Talvez por isso, muito se diz que as histórias de Alexandre são quixotescas. Entendo aonde querem chegar, mas, apesar de entrever aí um imenso grau de elogio, não concordo. Dom Quixote estava sempre escolhendo entre o bem e o mal, mas fazia essas escolhas em seu estado de sonho, e só entrava na realidade quando estava tão ocupado tentando lidar com as pessoas que não tinha tempo para distinguir entre o bem e o mal. Ao seu modo, comprometido com a realidade que o cerca, Alexandre cria pela imaginação um mundo que o compensa de sua penúria. Ele fustiga a realidade e a enfrenta, investigando-a com seu olho transpassado. Não um olho de inventar maravilhas, mas o olho torto, de ver claro a moral das coisas. Ora, como nós só existimos em vida e na vida, precisamos dedicar nosso tempo a estarmos vivos. Por sua vez, vida é movimento, e o movimento está ligado àquilo que faz com que a humanidade se mova: amor, poder, ambição, prazer etc. O tempo que um homem, nos dias de hoje, terá para dedicar-se às questões de relevância moral, ah!, ele o terá que arrancar à força do movimento do qual faz parte para que aí então possa continuar a viver consigo mesmo no dia seguinte.

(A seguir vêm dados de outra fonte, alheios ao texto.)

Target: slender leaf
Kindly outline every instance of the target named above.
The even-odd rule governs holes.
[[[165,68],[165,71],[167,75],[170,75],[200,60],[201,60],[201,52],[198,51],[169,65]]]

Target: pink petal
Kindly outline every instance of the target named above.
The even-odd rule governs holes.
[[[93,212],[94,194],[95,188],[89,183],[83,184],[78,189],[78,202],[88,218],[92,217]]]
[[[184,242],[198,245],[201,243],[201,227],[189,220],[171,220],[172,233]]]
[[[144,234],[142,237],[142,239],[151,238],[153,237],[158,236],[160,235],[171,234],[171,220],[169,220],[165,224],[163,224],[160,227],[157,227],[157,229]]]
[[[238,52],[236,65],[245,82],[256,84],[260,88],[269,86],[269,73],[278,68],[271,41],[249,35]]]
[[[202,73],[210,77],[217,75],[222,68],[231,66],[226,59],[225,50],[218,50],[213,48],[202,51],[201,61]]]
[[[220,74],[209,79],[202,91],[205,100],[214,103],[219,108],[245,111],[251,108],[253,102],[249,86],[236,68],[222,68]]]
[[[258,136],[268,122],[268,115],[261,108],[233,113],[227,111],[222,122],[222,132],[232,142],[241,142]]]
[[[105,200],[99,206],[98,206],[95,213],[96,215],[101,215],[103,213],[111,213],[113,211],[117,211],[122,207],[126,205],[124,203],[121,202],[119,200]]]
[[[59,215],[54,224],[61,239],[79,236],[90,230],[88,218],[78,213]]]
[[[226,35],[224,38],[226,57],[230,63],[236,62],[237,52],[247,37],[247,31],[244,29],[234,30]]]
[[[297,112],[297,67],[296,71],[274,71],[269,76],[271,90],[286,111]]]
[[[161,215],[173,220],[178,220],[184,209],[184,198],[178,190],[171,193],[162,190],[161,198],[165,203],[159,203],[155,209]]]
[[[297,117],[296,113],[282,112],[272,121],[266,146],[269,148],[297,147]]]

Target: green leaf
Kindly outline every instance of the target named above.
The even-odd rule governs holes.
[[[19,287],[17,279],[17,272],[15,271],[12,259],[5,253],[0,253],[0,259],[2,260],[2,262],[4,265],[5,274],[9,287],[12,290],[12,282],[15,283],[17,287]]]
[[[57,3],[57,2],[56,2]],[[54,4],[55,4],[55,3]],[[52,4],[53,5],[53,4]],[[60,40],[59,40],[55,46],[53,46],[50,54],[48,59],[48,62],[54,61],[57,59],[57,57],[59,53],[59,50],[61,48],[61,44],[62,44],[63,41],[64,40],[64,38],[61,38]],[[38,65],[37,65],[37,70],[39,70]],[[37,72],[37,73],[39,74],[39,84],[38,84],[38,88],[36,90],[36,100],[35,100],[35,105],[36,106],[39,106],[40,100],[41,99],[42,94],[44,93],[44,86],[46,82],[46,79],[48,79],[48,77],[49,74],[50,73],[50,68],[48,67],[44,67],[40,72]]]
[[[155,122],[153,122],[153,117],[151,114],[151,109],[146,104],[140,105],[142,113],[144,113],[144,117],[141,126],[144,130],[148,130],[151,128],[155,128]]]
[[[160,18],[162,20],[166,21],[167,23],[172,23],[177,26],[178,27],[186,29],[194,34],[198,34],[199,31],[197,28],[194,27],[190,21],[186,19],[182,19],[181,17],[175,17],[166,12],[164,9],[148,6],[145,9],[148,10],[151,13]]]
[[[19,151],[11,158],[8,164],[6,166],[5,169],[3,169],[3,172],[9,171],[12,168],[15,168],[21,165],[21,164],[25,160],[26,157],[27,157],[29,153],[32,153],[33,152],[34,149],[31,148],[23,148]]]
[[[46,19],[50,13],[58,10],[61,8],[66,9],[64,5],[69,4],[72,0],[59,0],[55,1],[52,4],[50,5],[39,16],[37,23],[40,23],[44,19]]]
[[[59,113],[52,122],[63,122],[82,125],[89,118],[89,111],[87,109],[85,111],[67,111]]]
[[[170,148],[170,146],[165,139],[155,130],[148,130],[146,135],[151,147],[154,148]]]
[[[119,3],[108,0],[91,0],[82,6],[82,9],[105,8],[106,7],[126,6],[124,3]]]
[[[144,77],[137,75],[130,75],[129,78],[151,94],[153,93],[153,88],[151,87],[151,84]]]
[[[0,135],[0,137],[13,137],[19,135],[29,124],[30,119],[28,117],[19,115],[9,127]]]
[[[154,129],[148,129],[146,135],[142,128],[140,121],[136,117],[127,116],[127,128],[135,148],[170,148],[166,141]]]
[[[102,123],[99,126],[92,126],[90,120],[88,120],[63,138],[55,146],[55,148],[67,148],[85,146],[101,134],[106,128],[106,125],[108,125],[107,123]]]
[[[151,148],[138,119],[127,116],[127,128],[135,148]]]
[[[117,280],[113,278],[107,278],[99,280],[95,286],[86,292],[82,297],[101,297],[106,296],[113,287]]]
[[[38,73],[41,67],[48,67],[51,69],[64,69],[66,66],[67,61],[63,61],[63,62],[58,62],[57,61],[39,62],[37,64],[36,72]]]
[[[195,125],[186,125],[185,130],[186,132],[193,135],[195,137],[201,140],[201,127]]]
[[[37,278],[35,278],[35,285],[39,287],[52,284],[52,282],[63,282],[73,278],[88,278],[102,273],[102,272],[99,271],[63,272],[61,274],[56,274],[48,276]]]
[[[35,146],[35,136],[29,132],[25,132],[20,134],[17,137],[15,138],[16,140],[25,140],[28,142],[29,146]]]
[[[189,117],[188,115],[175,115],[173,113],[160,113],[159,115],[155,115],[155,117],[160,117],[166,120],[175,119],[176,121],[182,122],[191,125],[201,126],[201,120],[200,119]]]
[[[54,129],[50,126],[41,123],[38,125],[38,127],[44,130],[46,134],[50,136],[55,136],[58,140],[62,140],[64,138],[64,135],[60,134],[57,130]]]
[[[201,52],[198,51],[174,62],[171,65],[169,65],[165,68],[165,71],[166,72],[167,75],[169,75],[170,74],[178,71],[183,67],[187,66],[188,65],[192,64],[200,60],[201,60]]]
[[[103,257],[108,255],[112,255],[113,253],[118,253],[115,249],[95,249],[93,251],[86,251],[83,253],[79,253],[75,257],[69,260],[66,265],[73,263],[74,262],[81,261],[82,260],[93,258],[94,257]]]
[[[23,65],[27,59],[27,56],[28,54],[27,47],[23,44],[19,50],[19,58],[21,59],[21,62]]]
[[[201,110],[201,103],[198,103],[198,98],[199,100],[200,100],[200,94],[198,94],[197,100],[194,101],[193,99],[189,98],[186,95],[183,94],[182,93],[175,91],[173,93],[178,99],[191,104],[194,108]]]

Em Alexandre, este anseio moral se expressa através de sua imaginação que é em si a marca de sua audácia: a necessidade de sonhar e de compartilhar este sonho. Portanto, sua utopia vai além, mais justa e lúdica consigo mesmo e também para com seu bloco de sujos, sua audiência de excluídos: um cantador de emboladas, um cigano sertanejo, uma benzedeira, um cego. Excluídos do mundo da produção e do trabalho, parecem adquirir, assim, com o estigma da marginalidade, uma aura sagrada.
As histórias de Alexandre, se não são originais e se pertencem ao folclore do Nordeste, obedecem a um sentido definido. Este homem que fala a ouvintes obscuros mantém, por meio da imaginação, a capacidade de evocar, sob uma forma mítica, a existência de um mundo melhor do qual todos deveriam compartir. Sua substância como personagem não é a de um vulgar contador de vantagens. Alexandre representa a memória de um Imaginário. E, assim como nós, caminhando sobre o real dos dias, Alexandre terá sempre que fazer a tal escolha entre o bem e o mal. Sua consciência moral (como a nossa) parece ser a maldição que tem de aceitar dos deuses a fim de obter deles o direito de sonhar. Mas a consciência de Alexandre é o seu bem maior. E então, de sonho em sonho, sua natureza o coloca lúcido diante do todo, com a consciência de que foi criado e que não está vagando cegamente pelo paraíso.